As far as we are aware, this research marks the initial comprehensive evaluation of MAFLD co-occurring with lean BD within a major public medical facility in China. This research not only examines the prevalence of MAFLD, but also explores potential risk and protective factors associated with the co-morbidity of BD and MAFLD. There is currently a gap in this area of research, and our findings are expected to provide new insights into the association between BD and MAFLD, offering valuable guidance for clinical practice. The results of this study revealed that MAFLD is prevalent among patients with bipolar disorder (prevalence: 41.8%) and has a notable presence in lean bipolar disorder patients (prevalence: 10.5%). In the population of lean bipolar disorder patients with co-morbid MAFLD, several distinctive features were observed: an older average age, a later age of onset, and a longer duration of illness. Additionally, these patients exhibited significantly higher levels of blood glucose, total cholesterol (TC), triglycerides, apolipoprotein B (ApoB), and liver function markers, while ApoA1 levels were slightly lower and high-density lipoproteins (HDL) were significantly lower. Further analyses indicated that fasting blood glucose levels, triglyceride levels, gamma-glutamyl transpeptidase (GGT) levels, female sex, and diabetic status are significant risk factors for MAFLD, whereas high-density lipoprotein (HDL) levels serve as protective factors against MAFLD.

4.2 Incidence rate

Recent research examining the frequency of MAFLD in urban Chinese populations reported an overall prevalence of 26.1%, with a prevalence of 4.1% among lean individuals (23). Analyzing data from the National Health and Nutrition Examination Survey (NHANES) spanning 1999 to 2018, the research found that among the 21,034 participants aged 20 and above who were in excellent health, the weighted prevalence of MAFLD stood at 29.9% (24). Notably, even in specific disease groups, such as patients with schizophrenia, NAFLD was identified in up to 32.9% of cases, with 25% prevalence observed in non-obese individuals (25). Studies focusing on the BD population have also shown a relatively high incidence of NAFLD, affecting approximately 28.4% of individuals (26). In our study, the prevalence of MAFLD was 41.8% among patients with bipolar disorder and 10.5% among lean patients, highlighting the significant burden of co-morbid MAFLD in this patient group. It is important to note that patients with BD often exhibit irregular eating habits, lack of exercise, disturbed sleep patterns, frequent hospitalizations, and the use of antipsychotic medications due to the nature of their condition. As per our information, this research marks the initial comprehensive evaluation of MAFLD co-occurring with lean BD within a major public medical facility in China (27). Thus, the bipolar disorder population may be more susceptible to MAFLD, with even lean individuals showing a higher prevalence than the general population. This underscores the necessity for MAFLD screening among individuals with bipolar disorder, particularly in the lean subgroup. Early identification and intervention can improve prognosis and reduce associated risks, such as liver and cardiovascular complications linked to MAFLD.

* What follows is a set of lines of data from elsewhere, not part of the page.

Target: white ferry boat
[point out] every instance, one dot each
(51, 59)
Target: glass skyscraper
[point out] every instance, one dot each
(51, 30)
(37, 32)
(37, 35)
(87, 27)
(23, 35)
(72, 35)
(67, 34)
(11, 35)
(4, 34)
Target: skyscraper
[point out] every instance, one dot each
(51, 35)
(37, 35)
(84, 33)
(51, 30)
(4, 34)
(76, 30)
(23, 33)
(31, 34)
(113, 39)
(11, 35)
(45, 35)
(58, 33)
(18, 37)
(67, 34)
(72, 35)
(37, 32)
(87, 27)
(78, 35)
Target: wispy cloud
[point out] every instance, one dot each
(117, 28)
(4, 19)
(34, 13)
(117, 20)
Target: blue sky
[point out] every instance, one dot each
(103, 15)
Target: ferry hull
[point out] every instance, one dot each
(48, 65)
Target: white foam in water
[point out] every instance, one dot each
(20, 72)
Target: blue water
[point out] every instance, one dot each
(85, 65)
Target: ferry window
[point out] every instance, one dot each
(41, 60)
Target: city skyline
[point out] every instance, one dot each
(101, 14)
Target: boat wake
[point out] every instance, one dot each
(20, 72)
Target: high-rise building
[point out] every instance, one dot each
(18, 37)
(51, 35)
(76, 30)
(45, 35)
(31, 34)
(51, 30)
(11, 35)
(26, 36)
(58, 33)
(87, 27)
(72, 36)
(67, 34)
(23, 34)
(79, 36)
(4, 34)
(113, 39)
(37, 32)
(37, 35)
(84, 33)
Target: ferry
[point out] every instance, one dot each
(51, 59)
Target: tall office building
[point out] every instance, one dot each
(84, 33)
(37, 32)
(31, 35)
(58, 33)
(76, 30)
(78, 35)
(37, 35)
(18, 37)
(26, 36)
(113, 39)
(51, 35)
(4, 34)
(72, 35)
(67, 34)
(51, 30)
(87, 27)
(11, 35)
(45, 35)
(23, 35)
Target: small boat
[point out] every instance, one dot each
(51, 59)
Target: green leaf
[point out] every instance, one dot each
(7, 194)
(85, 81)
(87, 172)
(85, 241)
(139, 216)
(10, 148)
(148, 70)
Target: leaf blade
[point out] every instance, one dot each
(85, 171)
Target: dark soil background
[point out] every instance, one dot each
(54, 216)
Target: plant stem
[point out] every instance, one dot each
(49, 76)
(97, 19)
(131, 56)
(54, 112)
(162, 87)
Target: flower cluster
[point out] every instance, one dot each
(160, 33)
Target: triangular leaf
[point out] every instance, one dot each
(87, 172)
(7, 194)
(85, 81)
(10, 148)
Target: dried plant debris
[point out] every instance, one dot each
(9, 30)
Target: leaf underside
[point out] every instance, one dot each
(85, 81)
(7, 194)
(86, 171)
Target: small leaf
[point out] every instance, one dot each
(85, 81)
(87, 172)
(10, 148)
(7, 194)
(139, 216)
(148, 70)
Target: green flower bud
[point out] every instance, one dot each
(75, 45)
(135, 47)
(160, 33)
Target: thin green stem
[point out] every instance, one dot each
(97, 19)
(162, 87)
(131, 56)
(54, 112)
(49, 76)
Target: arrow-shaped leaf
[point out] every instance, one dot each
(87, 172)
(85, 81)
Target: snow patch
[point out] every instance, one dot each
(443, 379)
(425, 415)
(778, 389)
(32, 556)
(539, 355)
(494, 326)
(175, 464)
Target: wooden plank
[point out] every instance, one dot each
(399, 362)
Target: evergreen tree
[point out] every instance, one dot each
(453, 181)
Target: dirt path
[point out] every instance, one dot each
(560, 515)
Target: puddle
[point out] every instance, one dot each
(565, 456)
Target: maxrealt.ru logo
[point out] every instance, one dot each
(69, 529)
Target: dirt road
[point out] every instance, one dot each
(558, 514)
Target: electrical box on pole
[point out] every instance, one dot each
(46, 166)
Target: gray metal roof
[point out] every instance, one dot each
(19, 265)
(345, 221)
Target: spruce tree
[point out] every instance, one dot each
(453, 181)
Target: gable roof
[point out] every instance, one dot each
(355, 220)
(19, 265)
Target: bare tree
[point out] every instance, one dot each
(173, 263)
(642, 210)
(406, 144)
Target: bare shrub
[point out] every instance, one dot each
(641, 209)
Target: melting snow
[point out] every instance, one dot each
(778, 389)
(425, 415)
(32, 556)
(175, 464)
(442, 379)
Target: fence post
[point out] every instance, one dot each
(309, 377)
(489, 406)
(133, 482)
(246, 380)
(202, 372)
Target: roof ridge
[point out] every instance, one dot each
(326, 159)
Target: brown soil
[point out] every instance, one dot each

4.3 Risk factors and pathogenic factors

4.3.1 Triglycerides

With an AUC of 0.9008, triglycerides (TG) demonstrated high predictive accuracy for MAFLD in lean BD patients, establishing TG as a critical risk factor for this comorbidity. This association may stem from omega-3 polyunsaturated fatty acid deficiencies commonly observed in BD, which disrupt lipid metabolism and elevate TG levels (28). Consequently, triglycerides could be crucial in driving the development of lipid-related metabolic issues linked to BD. The hepatic E3 ubiquitin ligase MDM2 exerts control over MAFLD progression by inhibiting the secretion of triglyceride-very low-density lipoprotein (TG-VLDL) (29), while liver degeneration in MAFLD patients is primarily driven by fatty acids, de novo lipogenesis (DNL), and excessive triglyceride synthesis (30). This finding brings attention to the pivotal role of triglycerides in the development of MAFLD (31), suggesting that triglycerides may be a key factor in both BD and MAFLD. Triglyceride homeostasis requires balanced lipid input/output. Obese patients frequently disrupt this equilibrium, elevating TG levels and thereby accelerating hepatic steatosis and MAFLD progression (32). Collectively, BD appears mechanistically linked to MAFLD development through elevated triglycerides and hepatic MDM2 activity. We propose that metabolically unhealthy lean BD patients are susceptible to de novo lipogenesis, lipid dysregulation, and subsequent steatosis, thereby potentiating MAFLD.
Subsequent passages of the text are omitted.